Raporty|

07.03.2025

Kobiety na rynku pracy. Z jakimi wyzwaniami wciąż mierzą się częściej niż mężczyźni?

Klaudia Kitlińska, Redaktorka, Grupa MBE

Dzień kobiet to doskonała okazja, aby przyjrzeć się sytuacji osób płci żeńskiej na rynku pracy. Czy w 2025 roku problem dyskryminacji płciowej wciąż istnieje? Jeśli tak, to w jaki sposób objawia się on w pracy – i czy możemy z nim walczyć?

freepik

freepik

(Nie)równość płac i szans

Czy płeć pracownika ma wpływ na jego wynagrodzenie lub szansę na awans? Z badania Hays „Kobiety na rynku pracy 2024” wynika, że tak, ale problem ten zdecydowanie częściej dostrzegają kobiety niż mężczyźni. Na pytanie „Czy wszyscy pracownicy o podobnych kwalifikacjach mają równe szanse na awans, niezależnie od płci?” twierdząco odpowiedziało aż 72 procent mężczyzn i zaledwie 41 proc. kobiet. Podobną dysproporcję w postrzeganiu wyzwań dotyczących nierówności płciowych wykazały odpowiedzi na trzy następne pytania.

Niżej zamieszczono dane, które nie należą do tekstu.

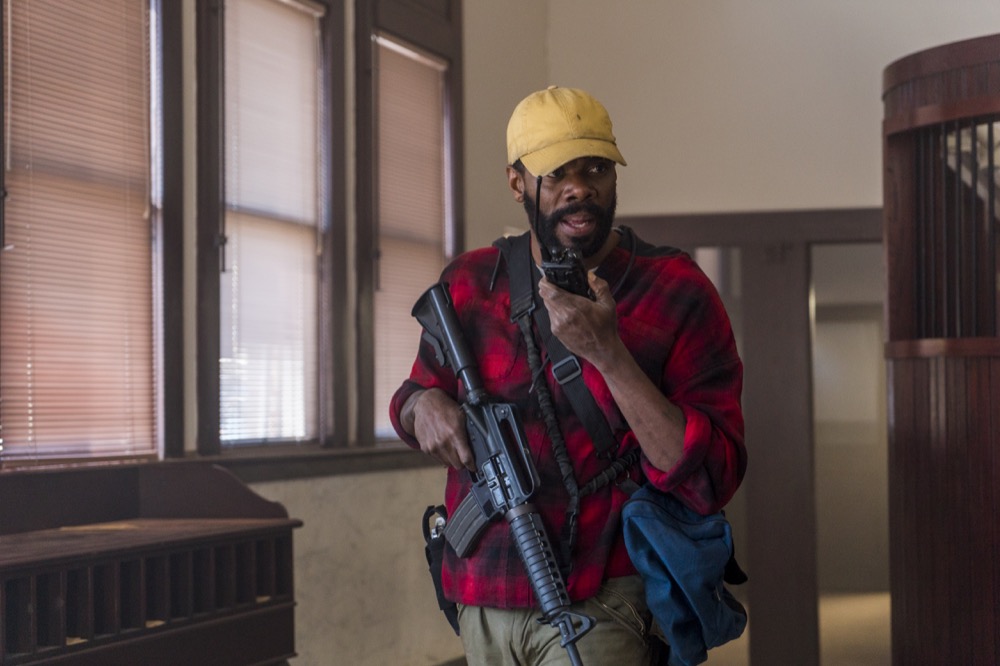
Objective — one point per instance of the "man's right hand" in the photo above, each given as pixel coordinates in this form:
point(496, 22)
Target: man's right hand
point(438, 423)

Aż 69 proc. mężczyzn uważa, że oni i ich współpracownicy o podobnych kwalifikacjach są sprawiedliwie wynagradzani bez względu na płeć. Z tym samym stwierdzeniem zgodziło się jedynie 38 proc. kobiet. Badanych zapytano również, czy w swojej karierze napotkali jakiekolwiek przeszkody wynikające z płci – twierdząco odpowiedziała ponad połowa ankietowanych kobiet i jedna czwarta mężczyzn.

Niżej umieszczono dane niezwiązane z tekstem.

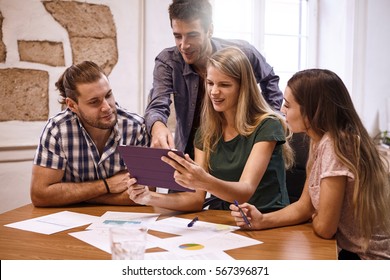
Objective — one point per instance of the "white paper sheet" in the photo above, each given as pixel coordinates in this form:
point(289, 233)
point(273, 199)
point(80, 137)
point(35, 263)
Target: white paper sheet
point(100, 239)
point(219, 255)
point(53, 223)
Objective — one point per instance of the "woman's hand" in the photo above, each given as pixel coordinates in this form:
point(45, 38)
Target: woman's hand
point(188, 173)
point(252, 213)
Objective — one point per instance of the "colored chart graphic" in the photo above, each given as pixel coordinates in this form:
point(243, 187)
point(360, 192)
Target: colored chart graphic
point(191, 246)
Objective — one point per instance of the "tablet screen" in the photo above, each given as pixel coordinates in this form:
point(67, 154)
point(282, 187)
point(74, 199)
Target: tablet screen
point(146, 166)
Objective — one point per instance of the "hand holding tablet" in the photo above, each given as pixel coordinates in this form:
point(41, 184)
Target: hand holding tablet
point(146, 166)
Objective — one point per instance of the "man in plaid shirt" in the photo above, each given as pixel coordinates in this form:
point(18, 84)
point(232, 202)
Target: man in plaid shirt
point(77, 159)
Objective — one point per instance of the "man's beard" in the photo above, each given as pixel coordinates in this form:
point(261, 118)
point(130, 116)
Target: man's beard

Raport porusza również temat transparentności wynagrodzeń. 74 proc. kobiet i 55 proc. mężczyzn uważa, że mogłoby to rozwiązać problem luki płacowej wynikającej z płci.

(Nowe przepisy dotyczące jawności płac wejdą w życie w roku 2026. Więcej o zmianach w kodeksie pracy przeczytasz tutaj.)

Warto zauważyć, że większe zarobki wśród mężczyzn niż kobiet to nie tylko subiektywne odczucia, a fakt – według danych Głównego Urzędu Statystycznego z września 2024 roku mediana wynagrodzeń wynosi 6480 zł. brutto wśród kobiet i 6900 zł. wśród mężczyzn.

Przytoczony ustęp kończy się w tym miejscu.